С помощью моих бескорыстных учеников я устроился к концу 1925 года на свою главную квартиру в Америке в поместье на Маунт Вашингтон в Лос-Анжелосе, в Калифорнии. Это здание оказалось как раз тем самым домом, который появился предо мной в видении несколько лет назад в Кашмире. Я поспешил послать Шри Юктешвару описание своей деятельности в далекой Америке. Он прислал в ответ следующую открытку на бенгали:
"11 августа 1926 года
Дитя сердца моего, Йогананда!
Не могу выразить словами ту радость, которая входит в мою жизнь, когда я смотрю на фотографии твоей школы и учеников. Я весь растворяюсь в счастье при виде твоих учеников йоги из различных городов.
Узнав о твоих методах напева формул, об использовании целительных вибраций и божественных целительных молитв, я не могу не поблагодарить тебя от всего сердца.

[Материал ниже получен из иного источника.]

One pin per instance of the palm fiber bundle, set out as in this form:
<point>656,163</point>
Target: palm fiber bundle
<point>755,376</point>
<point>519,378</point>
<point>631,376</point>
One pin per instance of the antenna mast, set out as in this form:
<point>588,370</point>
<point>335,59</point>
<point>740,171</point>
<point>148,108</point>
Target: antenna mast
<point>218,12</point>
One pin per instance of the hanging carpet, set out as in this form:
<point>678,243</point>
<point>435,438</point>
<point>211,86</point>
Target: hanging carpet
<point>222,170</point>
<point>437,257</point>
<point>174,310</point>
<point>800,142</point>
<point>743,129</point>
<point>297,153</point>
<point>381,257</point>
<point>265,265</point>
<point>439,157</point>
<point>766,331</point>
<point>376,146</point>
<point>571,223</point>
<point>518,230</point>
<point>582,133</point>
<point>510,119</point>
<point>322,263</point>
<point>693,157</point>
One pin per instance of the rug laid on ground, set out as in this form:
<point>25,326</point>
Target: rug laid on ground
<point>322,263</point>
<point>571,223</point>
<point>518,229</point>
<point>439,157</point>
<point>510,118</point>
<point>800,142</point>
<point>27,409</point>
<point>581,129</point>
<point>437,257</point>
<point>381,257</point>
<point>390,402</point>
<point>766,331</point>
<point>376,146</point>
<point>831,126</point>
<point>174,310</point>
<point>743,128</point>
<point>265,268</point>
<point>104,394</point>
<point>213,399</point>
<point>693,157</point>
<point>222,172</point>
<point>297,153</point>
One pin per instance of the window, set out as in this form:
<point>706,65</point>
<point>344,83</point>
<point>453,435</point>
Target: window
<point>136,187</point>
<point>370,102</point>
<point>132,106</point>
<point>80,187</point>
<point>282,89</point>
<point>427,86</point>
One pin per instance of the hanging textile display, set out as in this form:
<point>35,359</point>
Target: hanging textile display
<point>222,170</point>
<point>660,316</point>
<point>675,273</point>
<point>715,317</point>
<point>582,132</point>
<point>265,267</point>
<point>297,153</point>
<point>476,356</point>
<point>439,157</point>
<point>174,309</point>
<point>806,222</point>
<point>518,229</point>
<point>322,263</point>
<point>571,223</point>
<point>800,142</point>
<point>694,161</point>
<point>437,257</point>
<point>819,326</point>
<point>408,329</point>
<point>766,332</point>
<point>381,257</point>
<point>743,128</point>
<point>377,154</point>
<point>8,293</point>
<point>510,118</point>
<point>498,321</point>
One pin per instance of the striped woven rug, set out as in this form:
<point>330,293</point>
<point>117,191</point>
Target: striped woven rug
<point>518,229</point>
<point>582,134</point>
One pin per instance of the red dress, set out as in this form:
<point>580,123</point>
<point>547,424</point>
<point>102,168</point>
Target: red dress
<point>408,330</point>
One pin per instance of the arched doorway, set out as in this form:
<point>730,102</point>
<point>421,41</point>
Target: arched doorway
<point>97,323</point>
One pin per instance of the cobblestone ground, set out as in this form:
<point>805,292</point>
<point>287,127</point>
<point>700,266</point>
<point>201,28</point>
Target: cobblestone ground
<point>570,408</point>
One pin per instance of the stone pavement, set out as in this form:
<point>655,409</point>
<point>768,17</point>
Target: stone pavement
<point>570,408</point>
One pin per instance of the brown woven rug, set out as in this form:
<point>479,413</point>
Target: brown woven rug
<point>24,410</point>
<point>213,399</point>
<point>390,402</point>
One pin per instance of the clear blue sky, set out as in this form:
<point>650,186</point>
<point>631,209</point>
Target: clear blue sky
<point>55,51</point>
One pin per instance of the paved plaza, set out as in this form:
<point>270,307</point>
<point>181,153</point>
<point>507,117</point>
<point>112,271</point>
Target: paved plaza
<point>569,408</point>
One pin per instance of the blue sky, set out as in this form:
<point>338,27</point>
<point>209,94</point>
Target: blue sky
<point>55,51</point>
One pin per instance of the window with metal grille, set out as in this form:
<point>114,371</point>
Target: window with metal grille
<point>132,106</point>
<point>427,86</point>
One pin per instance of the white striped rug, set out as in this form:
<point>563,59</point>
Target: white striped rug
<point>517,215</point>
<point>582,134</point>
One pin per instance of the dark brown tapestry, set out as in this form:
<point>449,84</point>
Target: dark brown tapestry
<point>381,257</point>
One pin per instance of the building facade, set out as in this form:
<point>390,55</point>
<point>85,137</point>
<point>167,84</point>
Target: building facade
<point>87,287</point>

Когда я смотрю на фотографии входа, вьющейся тропы в горах и великолепного пейзажа, открывающегося из поместья Маунт Вашингтон, мне так хочется увидеть все это собственными глазами.

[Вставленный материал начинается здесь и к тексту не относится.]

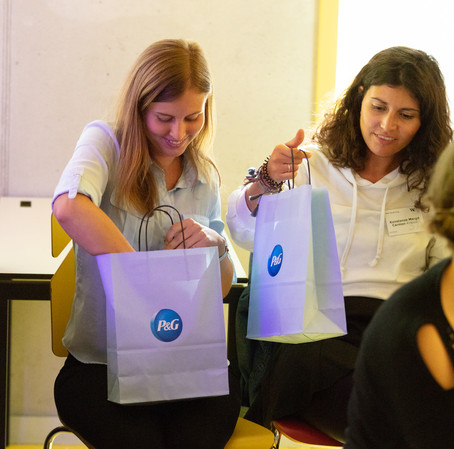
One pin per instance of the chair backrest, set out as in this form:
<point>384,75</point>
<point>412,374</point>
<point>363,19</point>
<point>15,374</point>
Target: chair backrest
<point>62,287</point>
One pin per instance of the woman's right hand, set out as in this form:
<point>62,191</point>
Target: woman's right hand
<point>280,162</point>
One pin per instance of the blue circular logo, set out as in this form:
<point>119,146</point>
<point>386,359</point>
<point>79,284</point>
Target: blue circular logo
<point>275,260</point>
<point>166,325</point>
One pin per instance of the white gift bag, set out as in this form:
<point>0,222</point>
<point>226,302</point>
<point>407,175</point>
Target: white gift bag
<point>165,325</point>
<point>296,289</point>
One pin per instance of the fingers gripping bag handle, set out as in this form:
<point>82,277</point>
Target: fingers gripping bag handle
<point>164,323</point>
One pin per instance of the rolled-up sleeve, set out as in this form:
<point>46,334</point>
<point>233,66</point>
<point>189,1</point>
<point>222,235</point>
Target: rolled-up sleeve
<point>240,221</point>
<point>87,172</point>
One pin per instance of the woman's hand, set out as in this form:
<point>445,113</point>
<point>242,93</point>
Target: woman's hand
<point>280,162</point>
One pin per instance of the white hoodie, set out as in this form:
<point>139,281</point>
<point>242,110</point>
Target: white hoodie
<point>382,240</point>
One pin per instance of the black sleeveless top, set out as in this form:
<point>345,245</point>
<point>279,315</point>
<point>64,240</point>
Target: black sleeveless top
<point>396,403</point>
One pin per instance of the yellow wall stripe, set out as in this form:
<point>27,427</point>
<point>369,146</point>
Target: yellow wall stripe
<point>325,52</point>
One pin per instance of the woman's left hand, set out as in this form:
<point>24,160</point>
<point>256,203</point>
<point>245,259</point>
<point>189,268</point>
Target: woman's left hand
<point>195,236</point>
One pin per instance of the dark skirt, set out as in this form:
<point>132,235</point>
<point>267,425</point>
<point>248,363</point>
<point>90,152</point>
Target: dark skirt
<point>81,399</point>
<point>314,380</point>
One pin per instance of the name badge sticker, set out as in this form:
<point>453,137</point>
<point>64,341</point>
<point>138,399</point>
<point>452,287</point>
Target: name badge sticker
<point>404,221</point>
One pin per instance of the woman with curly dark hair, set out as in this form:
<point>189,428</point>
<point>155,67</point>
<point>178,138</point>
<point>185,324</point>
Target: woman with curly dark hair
<point>374,151</point>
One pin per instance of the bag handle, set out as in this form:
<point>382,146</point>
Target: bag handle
<point>293,170</point>
<point>160,209</point>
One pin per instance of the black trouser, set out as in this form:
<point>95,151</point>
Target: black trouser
<point>314,380</point>
<point>81,399</point>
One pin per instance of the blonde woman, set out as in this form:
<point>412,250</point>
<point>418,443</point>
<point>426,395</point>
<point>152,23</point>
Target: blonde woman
<point>156,152</point>
<point>403,394</point>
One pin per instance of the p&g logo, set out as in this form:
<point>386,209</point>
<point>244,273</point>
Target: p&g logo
<point>275,260</point>
<point>166,325</point>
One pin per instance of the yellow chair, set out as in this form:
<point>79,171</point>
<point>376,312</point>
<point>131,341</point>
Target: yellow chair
<point>300,431</point>
<point>247,435</point>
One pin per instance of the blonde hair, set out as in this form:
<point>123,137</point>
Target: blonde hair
<point>161,73</point>
<point>440,194</point>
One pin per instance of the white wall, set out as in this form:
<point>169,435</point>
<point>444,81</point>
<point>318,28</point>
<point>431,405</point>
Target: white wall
<point>368,26</point>
<point>62,63</point>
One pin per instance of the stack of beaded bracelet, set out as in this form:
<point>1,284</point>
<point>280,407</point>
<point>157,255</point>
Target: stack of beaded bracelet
<point>261,175</point>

Здесь все идет хорошо. Да пребудешь ты милостью Бога в вечном блаженстве!
Шри Юктешвар Гири".
Шли годы. Я читал лекции в каждой части моей новой родины, выступив в сотнях клубов, колледжей, церквей перед группами самых различных вероисповеданий. За десять лет с 1920 по 1930 годы, мои занятия по йоге привлекли десятки тысяч американцев. Им я посвятил книгу молитв и стихов "Шепот вечности". Вот отрывок из нее:
"Из глубин дремоты
Возносясь спиралью пробужденья,
Я шепчу:
Бог! Бог! Бог!
Ты пища моя, и когда прерываю свой пост
Разлуки с тобою в ночи,
Вкушаю тебя и в уме говорю:
Бог! Бог! Бог!
Там пусто, куда я иду; но светлая точка во лбу
Мгновенно отыщет Тебя
И в шумной войне суеты
Воинственный клич мой спокоен всегда:
Бог! Бог! Бог!
Когда шторма испытаний грохочут
И когда тревоги стонут во мне
Я заглушаю их ропот воспеванием громким:
Бог! Бог! Бог!
Когда мои мысли витают
Тропинками воспоминаний
Волшебный узор славословий:
Бог! Бог! Бог!
Каждой ночью среди глубочайшего сна
Мои тихие грезы и радость! И радость! И радость!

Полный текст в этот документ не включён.